Prefer not to manage a connector? Connect in Soku
An agent platform sets this up for you and enforces the discipline above. In Soku, Meta Ads is one Connect click under Settings → Integrations (same Meta Business OAuth, no config file):

The difference shows up for agencies: you map each ad account to one or more brands, so the agent always acts on the right account — see What Meta's Official MCP Means for AI Ad Teams. For the full connector field ranked, see Best MCP Servers for Meta Ads, Ranked.
FAQ
Can I use the Meta Ads MCP on Claude's free plan?

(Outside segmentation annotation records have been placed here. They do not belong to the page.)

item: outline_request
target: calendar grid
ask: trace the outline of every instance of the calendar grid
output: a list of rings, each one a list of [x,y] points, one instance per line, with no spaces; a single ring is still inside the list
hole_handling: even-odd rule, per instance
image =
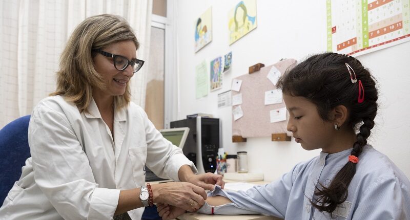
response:
[[[359,56],[408,40],[410,0],[327,0],[327,48]]]

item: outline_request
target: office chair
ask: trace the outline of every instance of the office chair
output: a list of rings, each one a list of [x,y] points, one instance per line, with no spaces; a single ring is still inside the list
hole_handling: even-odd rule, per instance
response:
[[[0,206],[14,182],[20,179],[26,160],[31,157],[28,142],[30,116],[21,117],[0,130]],[[142,219],[160,219],[156,207],[146,208]]]
[[[0,205],[14,182],[20,179],[22,167],[30,157],[28,142],[30,115],[21,117],[0,130]]]

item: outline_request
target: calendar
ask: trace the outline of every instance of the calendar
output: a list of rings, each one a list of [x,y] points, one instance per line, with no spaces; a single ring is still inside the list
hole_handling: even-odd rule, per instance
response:
[[[410,40],[410,0],[326,0],[327,51],[359,56]]]

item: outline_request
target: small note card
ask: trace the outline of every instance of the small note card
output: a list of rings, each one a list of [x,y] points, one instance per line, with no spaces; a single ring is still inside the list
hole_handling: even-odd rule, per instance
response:
[[[242,85],[242,80],[240,79],[234,79],[232,80],[232,90],[234,91],[239,92],[240,86]]]
[[[243,112],[242,111],[240,105],[234,107],[232,114],[234,115],[234,120],[235,121],[242,118],[243,116]]]
[[[286,108],[271,110],[271,123],[286,120]]]
[[[232,106],[242,104],[242,94],[239,93],[232,96]]]
[[[265,92],[265,105],[282,103],[282,91],[273,90]]]
[[[273,65],[272,68],[271,68],[271,70],[269,71],[269,73],[268,74],[266,77],[276,86],[276,83],[278,83],[278,80],[279,80],[279,77],[280,77],[280,72],[274,65]]]
[[[218,94],[218,108],[230,106],[232,102],[232,91],[229,90]]]

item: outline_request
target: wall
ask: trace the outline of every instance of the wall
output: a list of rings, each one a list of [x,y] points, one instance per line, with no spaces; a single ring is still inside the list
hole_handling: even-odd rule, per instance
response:
[[[257,1],[258,27],[231,46],[228,36],[228,13],[239,0],[175,1],[177,24],[179,99],[178,118],[196,113],[213,114],[221,119],[222,144],[229,153],[248,152],[251,172],[263,172],[273,181],[299,162],[319,154],[292,142],[273,142],[270,138],[248,138],[245,143],[232,142],[231,108],[217,108],[217,94],[230,90],[232,79],[248,73],[258,62],[273,64],[282,58],[302,60],[309,54],[326,50],[325,1]],[[195,53],[194,22],[212,7],[213,40]],[[195,98],[195,67],[232,51],[233,67],[224,76],[222,89]],[[370,142],[386,155],[410,177],[410,42],[362,55],[358,58],[377,79],[380,107]]]

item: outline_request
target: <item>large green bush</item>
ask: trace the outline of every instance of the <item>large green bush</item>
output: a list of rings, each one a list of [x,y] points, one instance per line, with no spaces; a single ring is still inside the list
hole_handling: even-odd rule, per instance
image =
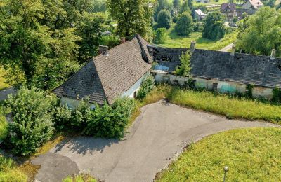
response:
[[[90,105],[87,100],[81,100],[77,108],[72,109],[67,104],[60,105],[54,114],[55,127],[59,130],[75,129],[82,131],[90,117]]]
[[[22,88],[6,102],[12,111],[9,125],[11,144],[15,154],[32,154],[53,134],[53,97],[35,88]]]
[[[178,19],[176,27],[176,32],[180,36],[188,36],[193,31],[193,22],[191,15],[185,12]]]
[[[219,39],[224,36],[226,27],[224,16],[217,11],[208,14],[204,20],[203,38],[208,39]]]
[[[143,99],[155,87],[155,81],[152,76],[148,76],[141,83],[140,90],[138,92],[138,99]]]
[[[157,27],[169,29],[171,24],[171,13],[166,10],[162,10],[157,16]]]
[[[157,29],[155,33],[153,42],[155,43],[162,43],[166,37],[166,29],[159,28]]]
[[[136,106],[133,99],[118,99],[112,106],[105,102],[91,111],[84,133],[96,137],[122,138]]]

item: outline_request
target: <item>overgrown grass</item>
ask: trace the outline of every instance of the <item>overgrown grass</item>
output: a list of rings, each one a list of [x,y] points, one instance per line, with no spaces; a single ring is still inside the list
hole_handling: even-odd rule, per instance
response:
[[[68,176],[63,179],[63,182],[98,182],[98,181],[89,174],[81,174],[74,176]]]
[[[181,36],[176,34],[174,30],[175,24],[167,30],[167,37],[164,43],[159,44],[159,46],[167,48],[190,48],[192,41],[196,41],[196,48],[219,50],[221,48],[233,43],[237,36],[235,31],[225,35],[225,37],[220,40],[209,40],[202,37],[201,32],[192,32],[189,36]]]
[[[188,147],[156,181],[280,181],[281,129],[239,129],[207,136]]]
[[[20,171],[12,159],[0,155],[0,181],[25,182],[27,176]]]
[[[159,85],[154,88],[143,99],[137,100],[136,107],[131,119],[129,122],[128,126],[131,126],[136,118],[140,114],[140,108],[157,102],[166,97],[166,94],[171,91],[171,88],[169,86]]]
[[[8,83],[5,83],[6,79],[4,77],[5,74],[5,71],[0,66],[0,90],[10,87]]]
[[[229,118],[281,121],[280,105],[245,97],[174,88],[169,93],[168,99],[176,104],[226,115]]]

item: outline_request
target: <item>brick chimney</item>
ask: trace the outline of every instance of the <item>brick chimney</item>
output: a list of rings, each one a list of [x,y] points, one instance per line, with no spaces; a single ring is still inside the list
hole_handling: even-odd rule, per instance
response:
[[[231,52],[230,52],[231,56],[234,56],[234,55],[235,54],[235,49],[236,49],[236,46],[235,44],[233,44],[233,47],[231,48]]]
[[[120,38],[120,43],[124,43],[126,42],[126,38],[125,37],[121,37]]]
[[[100,54],[107,55],[108,55],[108,46],[98,46]]]
[[[273,49],[273,50],[271,51],[270,59],[271,60],[275,59],[275,57],[276,57],[276,49]]]
[[[194,50],[195,50],[195,43],[196,43],[195,41],[191,41],[190,48],[189,49],[189,52],[194,52]]]

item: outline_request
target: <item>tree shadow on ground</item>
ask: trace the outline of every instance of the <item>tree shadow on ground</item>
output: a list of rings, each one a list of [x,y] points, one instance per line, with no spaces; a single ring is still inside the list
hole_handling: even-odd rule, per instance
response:
[[[103,153],[105,147],[110,147],[114,144],[120,141],[119,139],[106,139],[93,137],[77,137],[66,139],[61,143],[57,144],[55,147],[54,152],[61,151],[63,148],[66,148],[68,151],[81,154],[85,155],[89,153],[93,154],[93,152],[99,151]]]

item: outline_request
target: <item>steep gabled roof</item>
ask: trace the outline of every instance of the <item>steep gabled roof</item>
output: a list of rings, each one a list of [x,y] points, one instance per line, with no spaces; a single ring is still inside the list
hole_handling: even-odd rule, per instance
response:
[[[259,7],[263,6],[263,4],[260,0],[248,0],[244,4],[248,1],[251,4],[251,6],[253,6],[255,9],[258,9]]]
[[[126,92],[151,68],[148,43],[137,35],[91,59],[67,81],[53,90],[59,97],[89,97],[90,102],[110,104]],[[79,96],[79,97],[77,97]]]
[[[195,49],[191,58],[194,76],[281,88],[281,59]]]

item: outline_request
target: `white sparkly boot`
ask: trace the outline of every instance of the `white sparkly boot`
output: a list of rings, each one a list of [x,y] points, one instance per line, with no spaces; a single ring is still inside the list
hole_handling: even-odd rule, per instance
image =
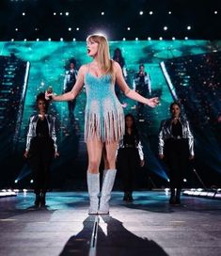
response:
[[[108,169],[104,172],[102,196],[100,200],[99,215],[109,214],[109,200],[111,198],[111,190],[114,186],[117,169]]]
[[[87,170],[87,182],[89,194],[89,215],[98,214],[99,205],[99,193],[100,193],[100,174],[91,173]]]

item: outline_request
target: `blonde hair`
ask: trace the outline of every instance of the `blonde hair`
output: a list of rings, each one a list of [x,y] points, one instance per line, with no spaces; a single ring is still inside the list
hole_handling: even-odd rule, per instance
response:
[[[87,41],[95,41],[98,46],[98,62],[102,71],[111,75],[112,82],[115,80],[113,61],[110,59],[109,44],[107,39],[103,35],[93,34],[87,38]]]

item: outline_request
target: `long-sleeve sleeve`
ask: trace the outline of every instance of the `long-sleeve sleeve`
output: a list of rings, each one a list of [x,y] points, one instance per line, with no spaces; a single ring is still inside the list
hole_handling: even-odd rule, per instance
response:
[[[33,117],[31,117],[29,119],[29,125],[28,125],[28,132],[27,132],[27,138],[26,138],[26,149],[25,151],[28,152],[30,150],[30,145],[31,145],[31,139],[33,137],[33,126],[32,126],[32,119]]]
[[[142,144],[141,144],[141,141],[139,140],[139,143],[137,145],[137,149],[138,149],[138,152],[139,152],[139,157],[140,157],[140,160],[143,161],[144,160],[144,152],[143,152],[143,149],[142,149]]]
[[[190,155],[194,156],[194,136],[190,130],[189,122],[186,121],[186,129],[187,129],[187,137],[188,137],[188,144],[189,144],[189,152]]]
[[[55,152],[57,152],[57,145],[56,145],[56,133],[55,133],[55,118],[52,118],[52,139],[54,141],[54,148]]]
[[[161,123],[161,128],[158,136],[158,153],[164,154],[165,138],[164,138],[164,121]]]

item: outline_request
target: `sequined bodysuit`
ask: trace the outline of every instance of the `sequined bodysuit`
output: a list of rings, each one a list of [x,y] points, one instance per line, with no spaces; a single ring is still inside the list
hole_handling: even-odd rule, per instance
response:
[[[87,105],[85,141],[97,137],[102,142],[118,141],[124,134],[124,114],[118,100],[111,75],[85,75]]]

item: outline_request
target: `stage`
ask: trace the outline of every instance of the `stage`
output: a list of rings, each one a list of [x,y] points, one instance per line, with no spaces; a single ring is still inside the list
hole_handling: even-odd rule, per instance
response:
[[[31,192],[0,199],[0,255],[220,255],[220,200],[165,191],[114,192],[109,216],[87,215],[87,192],[50,192],[46,208]]]

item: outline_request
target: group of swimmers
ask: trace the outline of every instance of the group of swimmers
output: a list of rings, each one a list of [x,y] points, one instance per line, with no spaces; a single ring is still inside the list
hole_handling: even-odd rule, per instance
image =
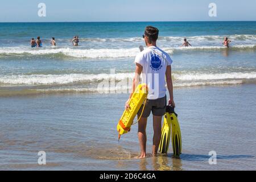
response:
[[[229,47],[229,43],[231,42],[230,40],[229,40],[227,37],[224,38],[224,40],[222,42],[222,44]],[[51,44],[53,46],[56,46],[55,38],[52,38],[51,40]],[[79,39],[78,36],[75,36],[72,40],[73,46],[78,46],[79,43]],[[30,44],[31,47],[41,47],[42,46],[42,41],[40,40],[40,36],[38,36],[36,40],[35,40],[34,38],[32,38],[30,40]],[[184,39],[184,42],[180,47],[188,47],[189,46],[192,46],[191,44],[187,40],[187,39]]]
[[[229,39],[227,37],[224,38],[224,41],[222,42],[223,46],[226,47],[229,47],[229,43],[231,42],[230,40],[229,40]],[[184,42],[182,44],[180,47],[185,46],[185,47],[188,47],[189,46],[192,46],[191,44],[187,40],[187,39],[184,39]]]
[[[52,38],[52,40],[51,40],[50,43],[52,46],[56,46],[55,38]],[[78,46],[79,43],[79,36],[74,36],[72,40],[72,43],[73,46]],[[31,40],[30,40],[30,44],[31,46],[31,47],[32,48],[42,47],[42,44],[41,40],[40,40],[40,36],[38,36],[36,40],[35,40],[34,38],[32,38]]]

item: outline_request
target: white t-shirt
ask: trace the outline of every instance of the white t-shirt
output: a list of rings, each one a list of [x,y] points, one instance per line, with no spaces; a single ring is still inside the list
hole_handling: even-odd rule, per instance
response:
[[[143,67],[142,82],[148,87],[147,98],[164,97],[166,94],[166,68],[172,63],[169,55],[158,47],[151,46],[138,54],[135,63]]]

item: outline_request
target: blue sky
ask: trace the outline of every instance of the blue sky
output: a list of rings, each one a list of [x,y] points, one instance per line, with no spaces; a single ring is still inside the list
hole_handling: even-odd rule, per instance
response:
[[[41,2],[46,17],[38,15]],[[1,0],[0,22],[256,20],[255,11],[255,0]]]

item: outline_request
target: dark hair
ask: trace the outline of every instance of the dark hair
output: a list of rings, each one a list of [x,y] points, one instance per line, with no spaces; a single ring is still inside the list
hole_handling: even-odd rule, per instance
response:
[[[145,35],[148,37],[150,43],[152,42],[156,42],[158,39],[159,31],[157,28],[147,26],[145,29]]]

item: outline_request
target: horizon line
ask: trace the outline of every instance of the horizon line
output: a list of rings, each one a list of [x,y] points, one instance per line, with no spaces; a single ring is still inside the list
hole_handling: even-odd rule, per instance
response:
[[[182,20],[182,21],[49,21],[49,22],[0,22],[0,23],[143,23],[143,22],[256,22],[254,20]]]

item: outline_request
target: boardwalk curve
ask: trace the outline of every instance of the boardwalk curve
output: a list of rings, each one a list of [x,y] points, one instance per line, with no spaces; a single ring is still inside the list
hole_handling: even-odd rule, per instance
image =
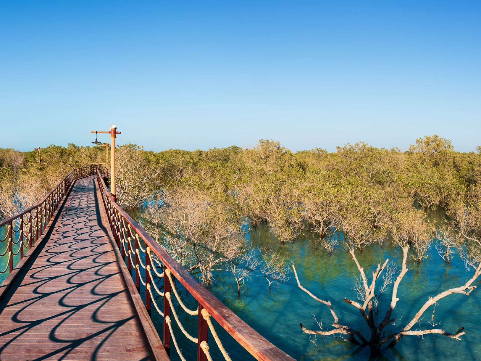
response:
[[[95,178],[76,181],[0,299],[0,359],[153,359],[101,223]]]

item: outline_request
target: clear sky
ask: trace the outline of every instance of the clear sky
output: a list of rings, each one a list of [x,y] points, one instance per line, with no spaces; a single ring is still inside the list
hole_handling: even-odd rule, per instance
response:
[[[481,145],[481,1],[0,0],[0,147]],[[106,141],[107,135],[99,135]]]

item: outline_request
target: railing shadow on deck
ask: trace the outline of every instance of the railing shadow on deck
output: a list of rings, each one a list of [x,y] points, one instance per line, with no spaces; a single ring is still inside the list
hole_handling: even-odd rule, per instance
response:
[[[95,170],[91,169],[90,174],[93,174]],[[76,174],[84,175],[83,172],[76,172]],[[74,178],[71,180],[68,178],[65,179],[71,183],[76,178],[75,175],[74,173]],[[63,181],[59,186],[63,187]],[[67,188],[66,190],[64,195],[68,195],[71,188]],[[74,206],[75,203],[80,205],[83,202],[80,193],[72,198],[72,203]],[[45,203],[46,200],[48,200],[48,196],[42,202]],[[106,244],[104,241],[97,242],[104,237],[105,234],[101,219],[98,217],[100,205],[91,199],[89,203],[83,205],[86,206],[82,210],[75,206],[65,209],[64,201],[62,204],[58,202],[53,206],[47,203],[47,206],[44,206],[46,210],[43,212],[43,217],[46,219],[50,218],[49,213],[51,216],[52,213],[49,211],[49,207],[59,207],[59,212],[51,225],[54,225],[55,232],[52,236],[54,227],[49,228],[44,236],[50,239],[49,243],[42,242],[32,250],[34,251],[35,259],[44,258],[41,264],[36,265],[33,261],[25,263],[25,266],[18,270],[16,275],[18,278],[24,280],[23,284],[11,282],[7,285],[10,286],[8,291],[2,292],[0,309],[3,310],[4,314],[9,312],[5,306],[12,300],[16,292],[22,292],[22,287],[28,288],[29,293],[34,296],[27,299],[15,300],[16,303],[10,304],[11,306],[16,305],[20,307],[19,309],[15,308],[16,309],[11,312],[11,315],[8,314],[10,329],[0,332],[0,337],[7,336],[4,339],[9,339],[0,346],[0,354],[23,335],[30,332],[38,332],[39,330],[36,328],[41,325],[46,327],[45,333],[48,334],[49,341],[64,346],[56,348],[50,352],[44,352],[41,355],[39,353],[38,358],[36,359],[50,359],[52,357],[63,359],[72,351],[78,351],[79,346],[86,344],[89,347],[91,346],[89,352],[92,359],[96,359],[98,352],[115,331],[135,318],[134,315],[126,317],[119,314],[114,312],[115,310],[112,309],[112,306],[109,307],[109,303],[127,291],[125,289],[113,290],[112,287],[105,286],[110,279],[119,273],[118,268],[116,266],[109,267],[115,264],[111,257],[110,260],[102,259],[104,255],[112,252],[110,245]],[[41,206],[39,204],[35,206]],[[26,210],[23,214],[29,210]],[[62,211],[62,219],[59,220],[59,216]],[[38,214],[42,214],[39,212]],[[23,215],[20,214],[16,217],[18,219]],[[6,224],[10,225],[10,222],[14,221],[9,219],[4,223],[9,222]],[[48,221],[45,222],[46,225]],[[22,232],[20,232],[17,243],[20,240],[23,243],[24,240],[20,238]],[[34,238],[31,235],[26,239],[31,241]],[[13,243],[11,239],[9,242]],[[91,267],[86,268],[79,264],[82,260],[87,258],[91,260]],[[57,271],[55,271],[55,269]],[[60,288],[57,282],[59,280],[64,285]],[[36,306],[42,309],[41,313],[32,314],[30,311]],[[106,315],[108,317],[106,318]],[[90,326],[88,332],[72,329],[66,326],[69,322],[77,319],[79,322],[83,321],[82,323],[87,323],[88,320],[88,323],[93,326]],[[31,345],[29,348],[31,347]],[[38,351],[43,352],[40,349]]]
[[[181,359],[184,359],[182,352],[178,347],[175,335],[173,334],[173,321],[171,317],[173,316],[178,328],[182,331],[189,340],[196,344],[198,360],[203,361],[212,359],[212,352],[209,351],[210,346],[207,343],[209,333],[213,336],[215,343],[217,344],[220,353],[226,360],[230,360],[230,358],[228,353],[223,346],[216,332],[212,320],[212,319],[214,319],[216,321],[218,325],[225,330],[235,341],[257,360],[293,360],[250,327],[200,284],[115,203],[104,181],[104,173],[102,170],[103,166],[101,165],[74,169],[38,205],[26,209],[13,217],[0,222],[0,229],[2,227],[7,228],[6,236],[3,240],[0,240],[0,241],[4,243],[8,241],[6,246],[1,247],[4,249],[0,249],[0,259],[2,257],[8,257],[8,261],[5,263],[6,265],[6,268],[4,270],[0,270],[0,272],[3,271],[3,273],[5,273],[8,271],[10,273],[2,284],[3,287],[0,289],[0,297],[4,296],[5,297],[4,298],[6,299],[6,297],[8,297],[6,294],[7,290],[13,279],[17,274],[28,271],[28,268],[26,266],[24,267],[24,266],[26,264],[25,262],[25,259],[22,259],[24,251],[30,249],[27,254],[28,256],[33,253],[38,254],[40,250],[32,249],[32,247],[34,248],[37,247],[37,246],[34,245],[36,245],[42,232],[48,230],[47,226],[51,220],[51,218],[54,215],[62,200],[69,191],[74,180],[96,172],[97,184],[99,185],[101,195],[108,221],[110,223],[107,225],[106,223],[105,225],[110,228],[114,241],[116,243],[119,249],[119,253],[121,253],[121,257],[124,258],[124,260],[127,259],[126,263],[129,271],[133,271],[135,272],[135,276],[134,278],[138,290],[140,289],[141,284],[145,286],[146,308],[150,312],[151,306],[153,304],[159,314],[163,318],[162,334],[164,345],[166,350],[168,351],[170,350],[172,341]],[[96,213],[96,217],[94,218],[92,216],[92,219],[89,220],[94,224],[96,222],[98,222],[99,220],[98,210]],[[58,214],[57,213],[57,215]],[[76,214],[75,212],[70,215],[71,220],[65,221],[65,225],[67,223],[75,224],[76,218],[79,216],[78,214]],[[97,218],[97,219],[95,218]],[[86,227],[86,232],[91,232],[88,224],[79,227],[78,230],[85,229]],[[65,235],[66,235],[66,233]],[[76,243],[76,241],[72,241],[68,246],[71,247],[72,250],[71,255],[72,254],[75,255],[77,252],[75,249]],[[145,248],[142,247],[142,245],[144,245]],[[17,249],[16,252],[14,251],[14,245],[17,245]],[[40,246],[42,246],[42,245],[40,245]],[[44,269],[36,271],[33,273],[34,280],[32,282],[38,283],[38,285],[35,289],[36,292],[38,294],[38,297],[30,300],[32,302],[41,302],[49,295],[54,293],[54,292],[43,292],[42,286],[54,280],[56,277],[59,276],[58,275],[51,274],[44,276],[42,274],[42,272],[48,271],[53,264],[64,262],[56,259],[55,258],[61,254],[64,255],[65,252],[57,252],[55,248],[56,246],[54,246],[49,250],[49,253],[52,254],[49,255],[48,259],[49,263],[51,263],[51,265],[45,267]],[[90,256],[95,255],[98,253],[95,257],[97,258],[101,257],[102,252],[99,251],[97,248],[98,247],[95,245],[93,245],[91,246],[91,249],[94,254]],[[18,257],[19,254],[20,262],[14,269],[15,267],[14,257],[16,255]],[[74,256],[74,258],[75,257],[77,256]],[[90,257],[90,256],[78,256],[79,259],[85,257]],[[75,263],[74,261],[72,264]],[[107,266],[107,264],[104,264],[101,261],[99,261],[98,271],[101,271]],[[68,282],[71,283],[72,285],[72,289],[67,293],[68,295],[75,293],[76,290],[80,289],[81,287],[84,286],[91,287],[91,292],[94,293],[92,295],[95,295],[96,292],[96,290],[110,276],[109,275],[99,274],[98,278],[89,280],[87,282],[77,283],[76,282],[75,278],[85,270],[75,270],[72,265],[69,267],[69,271],[71,272],[67,273],[67,275],[68,275]],[[183,302],[182,299],[177,291],[176,285],[177,282],[180,283],[196,300],[198,304],[196,309],[189,309]],[[4,286],[4,285],[6,286]],[[163,292],[161,290],[163,290]],[[13,294],[13,292],[11,293]],[[116,295],[116,294],[114,294],[104,295],[105,297],[102,298],[101,304],[97,306],[97,309],[100,309],[102,307],[104,307],[105,305]],[[2,300],[1,301],[3,302],[4,300]],[[173,303],[174,300],[177,301],[176,307],[174,307]],[[54,318],[64,314],[66,317],[71,317],[78,314],[87,307],[92,306],[94,307],[96,307],[95,302],[93,303],[88,302],[76,305],[69,305],[65,297],[61,298],[61,306],[71,308],[69,310],[65,310],[49,317]],[[97,302],[101,301],[96,301],[96,302]],[[22,309],[22,310],[25,308]],[[186,313],[193,316],[197,319],[198,324],[197,337],[195,337],[195,335],[191,335],[189,334],[185,330],[180,323],[178,316],[176,311],[176,309],[183,309]],[[21,312],[20,313],[21,313]],[[69,314],[69,313],[71,314]],[[96,313],[94,312],[93,314]],[[13,315],[13,319],[22,322],[19,316],[19,314]],[[105,342],[122,322],[127,322],[128,319],[121,319],[116,322],[106,326],[104,329],[98,331],[98,333],[100,333],[99,335],[107,333],[104,340]],[[46,320],[43,319],[43,321],[45,322]],[[39,320],[37,321],[39,322]],[[19,334],[25,333],[26,330],[37,324],[36,322],[37,321],[26,322],[16,330],[18,331]],[[68,343],[68,344],[66,345],[63,349],[66,352],[70,352],[69,350],[74,348],[74,345],[77,345],[79,342],[85,342],[88,341],[91,337],[95,337],[90,335],[84,337],[79,337],[75,341],[71,340],[63,341],[61,338],[56,335],[55,333],[56,330],[59,329],[61,324],[62,322],[59,322],[58,324],[52,327],[51,331],[52,333],[51,334],[51,339],[55,340],[55,342],[64,341],[66,343]]]
[[[173,334],[173,316],[184,335],[196,344],[198,360],[212,359],[209,351],[211,346],[207,343],[209,331],[224,357],[230,360],[215,331],[212,320],[213,318],[256,359],[293,360],[242,321],[169,256],[115,203],[103,180],[103,174],[99,171],[97,171],[97,181],[114,241],[122,257],[126,259],[128,269],[135,272],[134,278],[138,290],[140,289],[141,285],[145,287],[145,307],[150,312],[153,304],[163,319],[163,343],[168,352],[172,341],[179,356],[184,360]],[[189,309],[182,301],[175,284],[176,280],[197,301],[196,309]],[[159,281],[163,286],[160,285]],[[174,307],[174,300],[176,300],[179,307]],[[196,317],[197,337],[189,334],[185,330],[176,311],[176,309],[183,309],[186,313]]]

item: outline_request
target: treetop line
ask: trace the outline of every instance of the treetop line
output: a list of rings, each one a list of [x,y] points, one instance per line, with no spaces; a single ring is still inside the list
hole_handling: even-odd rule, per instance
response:
[[[354,287],[358,300],[343,301],[357,309],[368,332],[339,323],[330,301],[304,288],[292,265],[298,286],[327,306],[334,319],[330,331],[301,325],[304,332],[342,334],[373,353],[405,335],[438,333],[459,339],[464,334],[462,329],[454,333],[434,326],[412,329],[434,303],[454,293],[468,295],[476,288],[471,285],[481,264],[481,147],[457,152],[448,140],[435,135],[416,140],[407,152],[360,142],[339,147],[334,153],[319,148],[292,153],[268,140],[249,149],[156,153],[128,144],[116,152],[117,203],[126,209],[142,206],[142,226],[205,284],[211,284],[216,270],[228,271],[240,297],[244,282],[258,268],[269,288],[284,282],[291,269],[288,260],[267,249],[259,250],[262,259],[257,259],[245,233],[265,223],[279,242],[287,242],[308,230],[318,235],[328,253],[346,250],[351,254],[361,280]],[[100,147],[51,145],[42,148],[41,164],[22,169],[25,160],[35,163],[36,152],[0,149],[2,217],[36,204],[73,167],[103,163],[105,158]],[[442,222],[427,217],[426,210],[435,207],[445,215]],[[385,242],[403,249],[402,269],[397,273],[385,260],[370,280],[356,255]],[[407,260],[420,263],[433,244],[446,262],[456,255],[462,257],[476,270],[474,275],[432,297],[404,328],[389,329]],[[379,297],[390,289],[389,308],[375,322]]]

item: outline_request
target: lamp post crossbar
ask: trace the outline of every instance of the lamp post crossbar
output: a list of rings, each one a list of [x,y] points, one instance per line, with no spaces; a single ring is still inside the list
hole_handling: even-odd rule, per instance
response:
[[[90,133],[97,134],[110,134],[110,193],[114,197],[114,200],[116,200],[115,198],[115,138],[116,134],[121,134],[120,131],[117,131],[117,127],[115,124],[112,124],[110,126],[109,131],[99,131],[98,130],[92,130]],[[108,147],[106,148],[106,150],[108,149]]]

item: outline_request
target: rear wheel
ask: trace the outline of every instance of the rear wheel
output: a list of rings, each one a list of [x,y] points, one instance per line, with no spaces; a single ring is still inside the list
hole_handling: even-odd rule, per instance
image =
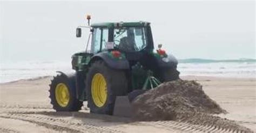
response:
[[[77,112],[81,109],[83,102],[76,99],[75,75],[63,73],[54,77],[50,85],[51,104],[56,111]]]
[[[91,113],[112,115],[116,96],[127,93],[124,72],[111,69],[99,60],[92,64],[86,77],[86,94]]]

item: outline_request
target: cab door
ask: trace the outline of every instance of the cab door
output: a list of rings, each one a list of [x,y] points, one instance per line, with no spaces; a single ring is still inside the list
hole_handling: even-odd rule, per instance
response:
[[[109,29],[107,28],[94,28],[92,33],[91,53],[95,54],[106,49],[108,41]]]

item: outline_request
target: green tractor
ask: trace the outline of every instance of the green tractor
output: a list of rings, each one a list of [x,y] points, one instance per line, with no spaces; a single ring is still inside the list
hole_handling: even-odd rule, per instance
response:
[[[124,106],[124,100],[117,98],[130,102],[161,83],[179,78],[176,58],[167,55],[161,45],[154,52],[150,23],[90,25],[90,17],[87,19],[88,26],[76,29],[78,38],[82,28],[88,28],[90,34],[85,50],[72,56],[72,68],[76,72],[58,71],[50,85],[49,97],[56,111],[77,112],[87,101],[91,113],[112,115],[114,112],[127,112],[125,108],[113,110],[117,102]]]

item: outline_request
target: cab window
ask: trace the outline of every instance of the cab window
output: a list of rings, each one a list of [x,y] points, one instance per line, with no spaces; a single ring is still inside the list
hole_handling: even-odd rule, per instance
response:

Yes — custom connectors work on the free tier, but you can only have one custom connector active at a time. Pro and Max remove that limit.
Do I need Claude Code, or does Claude Desktop work?
Claude Desktop and Claude.ai both support the native connector — no terminal needed. Claude Code is for agentic/scripted workflows.
Will Claude spend my budget?
Not without you: entities Claude creates through the MCP are paused by default; a human approves before anything goes live.
Is there a Meta Developer App involved?
No. Authentication is Meta Business OAuth — no Developer App, no App Review.